Nigel Wilding obtained his first degree (1988) and doctorate (1992) in Physics from the University of Edinburgh. He subsequently held a postdoctoral fellowship with Kurt Binder at Mainz University (1992-1996). Following the award of a Royal Society of Edinburgh Personal Research Fellowship, he spent three years as an independent researcher in the School of Physics at Edinburgh University, before accepting a lectureship in Applied Mathematics at Liverpool University in 2000. In 2002 he moved to the department of Physics at the University of Bath, becoming a Professor in 2008.

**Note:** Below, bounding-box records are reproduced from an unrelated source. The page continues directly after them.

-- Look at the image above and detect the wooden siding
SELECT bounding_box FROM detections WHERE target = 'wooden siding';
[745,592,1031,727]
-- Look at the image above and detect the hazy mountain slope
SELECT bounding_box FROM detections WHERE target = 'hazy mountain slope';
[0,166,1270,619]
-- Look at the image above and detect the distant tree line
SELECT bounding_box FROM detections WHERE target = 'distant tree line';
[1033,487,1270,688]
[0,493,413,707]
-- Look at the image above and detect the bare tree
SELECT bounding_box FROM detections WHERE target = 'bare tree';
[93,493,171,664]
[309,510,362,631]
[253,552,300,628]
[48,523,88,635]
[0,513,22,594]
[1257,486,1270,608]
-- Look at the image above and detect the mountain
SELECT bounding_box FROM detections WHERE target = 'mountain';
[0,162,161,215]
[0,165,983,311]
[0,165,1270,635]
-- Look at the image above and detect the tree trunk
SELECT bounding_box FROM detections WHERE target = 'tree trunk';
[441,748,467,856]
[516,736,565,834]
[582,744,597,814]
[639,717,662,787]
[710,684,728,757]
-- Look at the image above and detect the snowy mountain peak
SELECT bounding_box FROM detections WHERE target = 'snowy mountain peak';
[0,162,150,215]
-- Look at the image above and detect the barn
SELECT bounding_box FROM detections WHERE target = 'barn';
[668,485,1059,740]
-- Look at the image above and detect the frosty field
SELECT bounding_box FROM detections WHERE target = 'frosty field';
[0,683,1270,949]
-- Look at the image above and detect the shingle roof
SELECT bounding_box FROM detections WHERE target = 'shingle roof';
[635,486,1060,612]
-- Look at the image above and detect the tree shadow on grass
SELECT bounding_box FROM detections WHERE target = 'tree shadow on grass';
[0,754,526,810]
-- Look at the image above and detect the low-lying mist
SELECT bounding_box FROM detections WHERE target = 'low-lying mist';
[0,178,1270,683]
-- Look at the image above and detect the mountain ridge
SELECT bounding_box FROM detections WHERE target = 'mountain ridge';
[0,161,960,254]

Professor Wilding's research interests lie in the statistical mechanics of fluids and soft matter. Much of his work involves simulation studies of bulk and surface phase behaviour in particle based models of complex fluids. A major strand is the development of new Monte Carlo (MC) simulation methodologies aimed at bridging the many decades separating the timescales accessible to simulation and those on which the phenomena of interest occur. In this vein, he has proposed and applied several novel techniques including a method for accurately locating and characterising fluid critical phenomena, the Phase Switch MC method which permits accurate studies of solid-solid and fluid-solid coexistence, a direct method for estimating the chemical potential of crystals, and techniques for determining potentials of mean force (depletion potentials) in colloidal dispersions. Professor Wilding's current research projects include the properties of liquids near hydrophobic and solvophobic surfaces, novel coarse-graining methods for colloids with depletion, self assembly of shaped colloids, effects of polydispersity on phase behaviour, and the properties of cluster crystals.
Professor Wilding is a Fellow of the Institute of Physics and serves on the Liquids Board of the EPS. He is a member of the editorial board of Molecular Physics.